South African palaeontologist and geologist

André Werner Keyser (8 March 1938, Pretoria - 15 August 2010, Pretoria), was a South African palaeontologist and geologist noted for his discovery of the Drimolen hominid site and of numerous hominid remains.

In 1994 he discovered a female Paranthropus robustus skull, nicknamed Eurydice, the most complete australopithecine skull ever excavated.

In 1997 he found two children’s skulls some 1.5 to 2 million years old. The children were under three years old at the time of their death, and were found at the Drimolen site near the Sterkfontein Caves.

In the 1930s Robert Broom, acting on a suggestion from a Transvaal Museum lepidopterist, was the first palaeontologist to visit Gladysvale Cave, hoping to find a hominid fossil cave close to Johannesburg. In 1946 Phillip Tobias recovered a baboon fossil from the site. The 1948 Camp-Peabody expedition from the United States failed to find any hominid remains. The site was then forgotten until 1991 when Lee Berger and Andre Keyser started excavations. They soon found two teeth of Australopithecus africanus, making Gladysvale the first new hominid site in South Africa since the 1948 discovery of Swartkrans by Robert Broom.

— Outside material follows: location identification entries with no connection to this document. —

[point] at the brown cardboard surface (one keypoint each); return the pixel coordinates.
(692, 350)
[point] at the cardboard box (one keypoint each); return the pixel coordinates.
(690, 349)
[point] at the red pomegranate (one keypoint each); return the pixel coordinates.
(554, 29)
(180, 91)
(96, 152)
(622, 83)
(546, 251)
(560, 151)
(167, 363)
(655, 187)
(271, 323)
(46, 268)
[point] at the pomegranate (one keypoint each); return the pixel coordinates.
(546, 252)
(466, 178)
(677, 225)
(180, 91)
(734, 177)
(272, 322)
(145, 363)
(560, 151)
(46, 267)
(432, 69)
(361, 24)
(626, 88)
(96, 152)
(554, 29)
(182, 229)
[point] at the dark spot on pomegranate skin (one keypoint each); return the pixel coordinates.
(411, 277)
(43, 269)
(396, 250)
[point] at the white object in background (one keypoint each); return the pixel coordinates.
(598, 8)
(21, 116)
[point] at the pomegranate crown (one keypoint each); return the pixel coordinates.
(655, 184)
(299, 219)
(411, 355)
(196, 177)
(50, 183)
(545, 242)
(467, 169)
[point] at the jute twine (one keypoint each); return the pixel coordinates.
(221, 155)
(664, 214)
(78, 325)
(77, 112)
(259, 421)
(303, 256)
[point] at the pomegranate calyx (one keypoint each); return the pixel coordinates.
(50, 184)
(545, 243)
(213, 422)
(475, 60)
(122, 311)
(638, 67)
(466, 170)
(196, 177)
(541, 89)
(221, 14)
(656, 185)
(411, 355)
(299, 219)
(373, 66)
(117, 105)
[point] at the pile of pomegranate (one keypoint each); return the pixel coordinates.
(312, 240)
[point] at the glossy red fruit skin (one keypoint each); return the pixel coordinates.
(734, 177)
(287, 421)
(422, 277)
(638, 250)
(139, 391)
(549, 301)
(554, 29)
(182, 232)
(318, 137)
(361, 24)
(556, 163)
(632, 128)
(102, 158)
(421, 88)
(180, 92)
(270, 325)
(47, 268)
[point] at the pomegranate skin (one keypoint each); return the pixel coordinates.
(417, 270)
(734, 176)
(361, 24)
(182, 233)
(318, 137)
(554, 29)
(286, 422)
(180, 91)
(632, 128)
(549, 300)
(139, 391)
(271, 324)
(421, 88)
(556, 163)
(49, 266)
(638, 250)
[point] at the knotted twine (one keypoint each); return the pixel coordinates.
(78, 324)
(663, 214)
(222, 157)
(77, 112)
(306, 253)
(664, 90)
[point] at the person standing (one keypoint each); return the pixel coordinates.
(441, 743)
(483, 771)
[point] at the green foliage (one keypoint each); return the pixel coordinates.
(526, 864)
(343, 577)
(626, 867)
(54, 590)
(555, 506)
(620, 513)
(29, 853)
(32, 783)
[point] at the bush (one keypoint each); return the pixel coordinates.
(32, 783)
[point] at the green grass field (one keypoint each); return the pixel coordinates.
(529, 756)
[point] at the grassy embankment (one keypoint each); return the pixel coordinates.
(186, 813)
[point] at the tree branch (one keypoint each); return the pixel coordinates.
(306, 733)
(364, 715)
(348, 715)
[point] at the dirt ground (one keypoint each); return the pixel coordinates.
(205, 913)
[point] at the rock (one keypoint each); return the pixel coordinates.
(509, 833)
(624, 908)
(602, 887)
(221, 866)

Since then the site has yielded more than a quarter of a million fossils in excavations by teams from the University of the Witwatersrand, the University of Zurich and Duke University. These fossils include, beside hominids, antelope, extinct wolves, giant zebra and monkeys.

Dr Colin Menter from the University of Johannesburg, commenting on the hominid fossils from Drimolen, stated: “Discoveries at this site showed us that sex differences in Paranthropus robustus were greater than we had previously thought. While there are some specimens from Drimolen that are just as large and robust as those from other sites like Swartkrans, there is a complete female skull that is distinctly smaller than the other, well-preserved specimens of the species.”

==Personal life==
Eldest of three sons of Gabriel Keyser and Adelheid Dorothea Giesekke, André Keyser was married to Josina/Sienie le Roux and lived in Meyerspark, Pretoria. They had two sons and two daughters (Helena, Gawie, Liesel and Andre). He was also a painter, with a strong influence of the nature of South Africa. His death was due to cancer.